Entendo-se que a prova está presente no processo para convencer o juiz do que se está alegando, há uma sensata justificativa em não se admitir que provas obtidas de maneira viciosa sirvam de objeto de consideração para busca da verdade.
Partindo para a perspectiva do processual penal, com o advento da Lei 11.60/2008, o art. 157, CPP, a ter a seguinte redação:
“Art. 157. São inadmissíveis, devendo ser desentranhadas do processo, as provas ilícitas, assim entendidas as obtidas em violação a normas constitucionais ou legais.
1º São também inadmissíveis as provas derivadas das ilícitas, salvo quando não evidenciado o nexo de causalidade entre umas e outras, ou quando as derivadas puderem ser obtidas por uma fonte independente das primeiras.
2º Considera-se fonte independente aquela que por si só, seguindo os trâmites típicos e de praxe, próprios da investigação ou instrução criminal, seria capaz de conduzir ao fato objeto da prova.
3º Preclusa a decisão de desentranhamento da prova declarada inadmissível, esta será inutilizada por decisão judicial, facultado às partes acompanhar o incidente.”
Entenda-se que esta reforma foi necessária por vários motivos.

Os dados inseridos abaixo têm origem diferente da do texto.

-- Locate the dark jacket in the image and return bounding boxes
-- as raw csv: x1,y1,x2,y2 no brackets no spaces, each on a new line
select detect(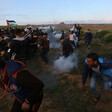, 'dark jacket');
84,32,92,41
9,38,27,61
0,60,44,104
62,38,74,57
60,32,65,40
40,37,49,49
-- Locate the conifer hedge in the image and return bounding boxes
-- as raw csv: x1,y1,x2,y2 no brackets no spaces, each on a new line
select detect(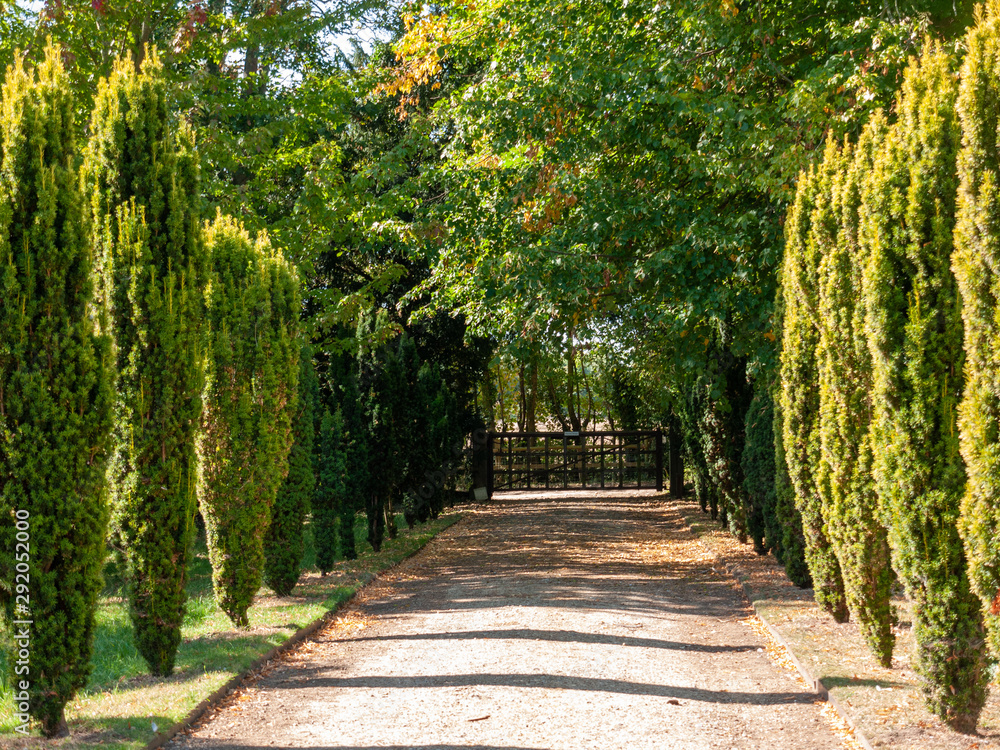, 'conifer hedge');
264,346,318,596
863,43,988,731
199,214,300,627
337,372,367,561
314,407,345,574
779,159,850,623
742,386,777,556
0,48,114,736
700,354,752,541
816,133,894,667
680,384,716,517
771,392,812,588
954,0,1000,662
81,53,205,675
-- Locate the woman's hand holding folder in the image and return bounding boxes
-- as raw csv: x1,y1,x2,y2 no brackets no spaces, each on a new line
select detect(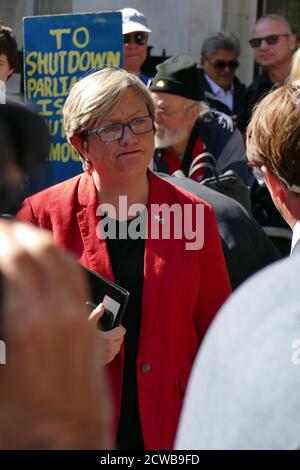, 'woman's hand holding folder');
88,302,126,364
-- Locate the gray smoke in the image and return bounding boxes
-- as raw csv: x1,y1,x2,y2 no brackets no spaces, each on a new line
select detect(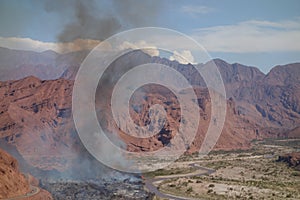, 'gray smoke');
41,0,165,177
44,0,163,42
112,0,163,28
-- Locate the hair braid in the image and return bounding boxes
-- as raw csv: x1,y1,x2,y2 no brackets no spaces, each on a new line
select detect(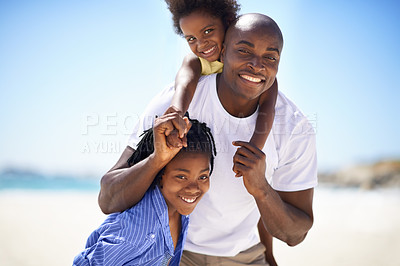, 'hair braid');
127,113,217,187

Primeiro, tem que se relevar a verdade processual, também chamada de material, que não necessariamente inclui a aceitação de toda e qualquer prova, exigindo-se para comprovação da verdade o que realmente aconteceu, ou seja, a narração verdadeira dos fatos.
Outro ponto a ser destacado é que o princípio que designa a liberdade das provas não é absoluto, sendo refutável pela supracitada situação de uma prova obtida por meio ilícito. Há limites para que se possa expressar sua versão dos fatos, e esses limites ficam submissos as licitudes das provas.
Para delimitar o que seriam provas ilícitas, o supracitado artigo foi modificado para que se conceba a idéia de que estas seriam aquelas obtidas de maneira que venha a violar as normas constitucionais ou legais, violando assim o direito material, constitucional ou legal.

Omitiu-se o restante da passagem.